Because in unicode strikethrough is achieved by superimposing the strikethrough character on another character. So any regular character, emojis included, can be striked through.
Only been here a day but the main thing I’ve noticed so far is that the user base reminds me of the old days of Digg and Reddit. Nobody downvoting comments for no good reason, nobody being needlessly hostile or starting shit. I’ll enjoy it while it lasts.
I don't know, there's still a lot of needless hostility; it's just around different topics.
Lemmy skews even more heavily left than Reddit and it's still too small to attract organized political trolls, but topics like FOSS vs Paid open source vs closed source gets heated fast. Look at the Sync for Lemmy threads; it's a mess in there.
But the Fediverse will be different.
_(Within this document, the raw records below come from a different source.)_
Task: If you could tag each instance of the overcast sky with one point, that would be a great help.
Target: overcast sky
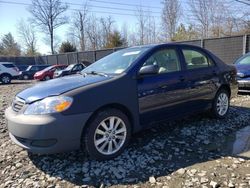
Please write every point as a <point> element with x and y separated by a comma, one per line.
<point>11,13</point>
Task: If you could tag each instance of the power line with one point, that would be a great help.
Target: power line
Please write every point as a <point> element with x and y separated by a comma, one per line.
<point>243,2</point>
<point>102,12</point>
<point>125,4</point>
<point>113,8</point>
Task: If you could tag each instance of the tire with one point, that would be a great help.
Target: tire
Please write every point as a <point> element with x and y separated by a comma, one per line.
<point>25,77</point>
<point>221,104</point>
<point>47,78</point>
<point>101,141</point>
<point>5,78</point>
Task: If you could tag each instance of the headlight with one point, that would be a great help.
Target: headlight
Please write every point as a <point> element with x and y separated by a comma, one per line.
<point>240,74</point>
<point>49,105</point>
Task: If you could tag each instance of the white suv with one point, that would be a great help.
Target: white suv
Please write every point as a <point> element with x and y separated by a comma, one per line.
<point>8,71</point>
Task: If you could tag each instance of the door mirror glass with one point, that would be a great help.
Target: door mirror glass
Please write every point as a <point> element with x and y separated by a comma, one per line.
<point>149,69</point>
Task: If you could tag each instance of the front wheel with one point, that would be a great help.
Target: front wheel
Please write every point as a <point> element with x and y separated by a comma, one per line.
<point>25,77</point>
<point>221,104</point>
<point>47,78</point>
<point>5,79</point>
<point>107,134</point>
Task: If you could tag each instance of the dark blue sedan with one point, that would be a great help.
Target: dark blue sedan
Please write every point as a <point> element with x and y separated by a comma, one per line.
<point>100,108</point>
<point>243,72</point>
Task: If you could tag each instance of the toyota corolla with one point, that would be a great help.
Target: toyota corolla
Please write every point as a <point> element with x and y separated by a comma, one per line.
<point>100,108</point>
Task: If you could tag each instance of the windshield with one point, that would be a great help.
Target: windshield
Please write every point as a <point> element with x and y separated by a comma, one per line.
<point>28,68</point>
<point>48,68</point>
<point>70,67</point>
<point>244,61</point>
<point>117,62</point>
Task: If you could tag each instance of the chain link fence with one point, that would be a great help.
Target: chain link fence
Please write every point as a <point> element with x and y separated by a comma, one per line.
<point>226,48</point>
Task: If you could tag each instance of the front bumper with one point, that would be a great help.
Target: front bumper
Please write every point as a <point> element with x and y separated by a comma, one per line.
<point>244,84</point>
<point>38,77</point>
<point>46,134</point>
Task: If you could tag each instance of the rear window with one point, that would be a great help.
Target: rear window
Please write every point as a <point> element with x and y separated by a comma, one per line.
<point>9,65</point>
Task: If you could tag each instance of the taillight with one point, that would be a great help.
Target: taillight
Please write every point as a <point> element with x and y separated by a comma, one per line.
<point>16,69</point>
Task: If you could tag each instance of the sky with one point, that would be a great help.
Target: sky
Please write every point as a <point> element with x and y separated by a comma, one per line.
<point>12,11</point>
<point>11,14</point>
For example, instead of having one giant Politics community, we have two: politics@lemmy.world and politics@lemmy.ml, each with its own moderation style that has to respect the rules of its instance.
I think that's a lot healthier than having one giant Politics subreddit where it's hard to get involved because of the size and the immaturity of the people.
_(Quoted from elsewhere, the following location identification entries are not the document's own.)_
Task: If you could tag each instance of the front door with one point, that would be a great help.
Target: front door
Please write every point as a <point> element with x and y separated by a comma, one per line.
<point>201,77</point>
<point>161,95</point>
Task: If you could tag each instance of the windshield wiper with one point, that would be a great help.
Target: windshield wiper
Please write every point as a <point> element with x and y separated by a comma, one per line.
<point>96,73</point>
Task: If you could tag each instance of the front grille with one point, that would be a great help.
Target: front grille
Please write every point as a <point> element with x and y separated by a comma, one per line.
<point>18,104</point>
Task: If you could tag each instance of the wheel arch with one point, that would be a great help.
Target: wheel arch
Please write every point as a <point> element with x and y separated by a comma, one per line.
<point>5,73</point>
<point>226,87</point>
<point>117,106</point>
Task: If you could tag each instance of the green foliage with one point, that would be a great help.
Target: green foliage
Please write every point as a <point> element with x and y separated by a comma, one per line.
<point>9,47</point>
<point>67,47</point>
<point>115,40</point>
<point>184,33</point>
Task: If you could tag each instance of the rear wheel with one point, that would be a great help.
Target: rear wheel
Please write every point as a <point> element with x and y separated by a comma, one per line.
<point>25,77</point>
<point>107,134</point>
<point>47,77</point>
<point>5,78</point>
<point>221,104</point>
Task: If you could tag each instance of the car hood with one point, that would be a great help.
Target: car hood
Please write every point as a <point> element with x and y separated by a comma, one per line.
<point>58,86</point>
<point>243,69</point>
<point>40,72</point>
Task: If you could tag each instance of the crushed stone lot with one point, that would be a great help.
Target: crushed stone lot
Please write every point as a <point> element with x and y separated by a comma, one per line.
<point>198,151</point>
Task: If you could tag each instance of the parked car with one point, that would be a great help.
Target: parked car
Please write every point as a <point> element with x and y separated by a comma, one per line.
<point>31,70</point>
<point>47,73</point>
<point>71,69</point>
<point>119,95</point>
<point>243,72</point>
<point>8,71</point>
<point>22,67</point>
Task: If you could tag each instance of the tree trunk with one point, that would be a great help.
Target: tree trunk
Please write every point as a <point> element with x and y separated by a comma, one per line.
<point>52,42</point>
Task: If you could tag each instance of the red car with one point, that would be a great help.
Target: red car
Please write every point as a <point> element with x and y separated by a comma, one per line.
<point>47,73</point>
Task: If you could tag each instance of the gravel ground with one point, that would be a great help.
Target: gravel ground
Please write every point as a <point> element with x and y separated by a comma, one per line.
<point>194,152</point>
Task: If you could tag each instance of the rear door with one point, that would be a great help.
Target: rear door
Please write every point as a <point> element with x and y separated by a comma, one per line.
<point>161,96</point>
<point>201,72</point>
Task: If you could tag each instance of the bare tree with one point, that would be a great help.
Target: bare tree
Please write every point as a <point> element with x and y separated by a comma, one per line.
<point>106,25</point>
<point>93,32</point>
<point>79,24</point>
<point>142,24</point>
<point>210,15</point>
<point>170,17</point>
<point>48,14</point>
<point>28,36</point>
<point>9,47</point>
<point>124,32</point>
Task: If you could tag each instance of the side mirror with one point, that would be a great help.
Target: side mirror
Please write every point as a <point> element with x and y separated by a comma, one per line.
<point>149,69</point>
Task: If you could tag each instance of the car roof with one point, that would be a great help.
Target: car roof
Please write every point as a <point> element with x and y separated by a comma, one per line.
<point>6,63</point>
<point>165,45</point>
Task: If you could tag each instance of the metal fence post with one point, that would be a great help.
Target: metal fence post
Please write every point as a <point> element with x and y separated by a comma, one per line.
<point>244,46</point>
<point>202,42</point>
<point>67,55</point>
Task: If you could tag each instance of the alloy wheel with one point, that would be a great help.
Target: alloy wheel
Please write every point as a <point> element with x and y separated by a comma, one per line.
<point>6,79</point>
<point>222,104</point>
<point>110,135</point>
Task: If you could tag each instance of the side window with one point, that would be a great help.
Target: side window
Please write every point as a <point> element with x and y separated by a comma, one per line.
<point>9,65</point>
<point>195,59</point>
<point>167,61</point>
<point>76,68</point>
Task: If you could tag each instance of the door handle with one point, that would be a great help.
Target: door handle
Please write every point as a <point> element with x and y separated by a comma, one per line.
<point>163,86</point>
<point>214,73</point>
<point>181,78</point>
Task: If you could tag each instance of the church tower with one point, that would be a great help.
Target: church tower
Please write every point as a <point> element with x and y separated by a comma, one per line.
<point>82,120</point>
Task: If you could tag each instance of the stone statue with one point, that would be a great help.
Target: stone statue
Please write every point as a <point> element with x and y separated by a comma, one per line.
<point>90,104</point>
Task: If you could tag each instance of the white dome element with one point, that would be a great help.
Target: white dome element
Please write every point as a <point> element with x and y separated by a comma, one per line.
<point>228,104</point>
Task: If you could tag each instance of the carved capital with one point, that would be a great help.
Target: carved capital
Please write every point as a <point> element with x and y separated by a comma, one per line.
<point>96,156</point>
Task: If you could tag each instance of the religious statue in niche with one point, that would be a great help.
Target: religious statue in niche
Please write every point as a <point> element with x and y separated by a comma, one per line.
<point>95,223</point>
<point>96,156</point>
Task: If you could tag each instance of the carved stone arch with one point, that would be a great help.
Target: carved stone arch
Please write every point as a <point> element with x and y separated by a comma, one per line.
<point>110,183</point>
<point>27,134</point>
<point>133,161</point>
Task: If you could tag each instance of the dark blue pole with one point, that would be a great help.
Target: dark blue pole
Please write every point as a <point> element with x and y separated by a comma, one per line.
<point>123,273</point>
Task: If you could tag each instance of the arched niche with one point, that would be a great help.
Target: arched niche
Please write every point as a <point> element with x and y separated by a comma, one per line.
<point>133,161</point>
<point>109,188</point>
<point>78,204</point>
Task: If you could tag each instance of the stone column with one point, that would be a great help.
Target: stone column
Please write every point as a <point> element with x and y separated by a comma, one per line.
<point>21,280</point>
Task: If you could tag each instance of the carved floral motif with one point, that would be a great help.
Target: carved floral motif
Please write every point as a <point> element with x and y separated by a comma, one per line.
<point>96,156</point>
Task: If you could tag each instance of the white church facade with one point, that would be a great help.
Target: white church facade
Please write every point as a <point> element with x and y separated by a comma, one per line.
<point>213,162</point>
Did you even use Reddit? It has more political communities than you could count. Just because there's only one r/politics doesn't mean that's the only community you can choose from. Reddit has a lot of problems, but this is not one of them.
This is still an issue with Lemmy though. Ultimately, one instance's community is going to be "the" community for a given topic, most likely because it's on a popular instance, and at a certain point it's going to devolve the same way default subs did. People who wouldn't join r/SeaWa probably aren't going to join seattle@unpopular.domain with 50 active users, either. Personally, I'm more inclined to choose r/SeaWa over r/Seattle because it sounds less official.
This seems more like an aesthetic issue than a real problem, and don't get me wrong, I'm all for getting the community name you want on a different instance, but I don't think that's grounds for "Lemmy will never become a circlejerk".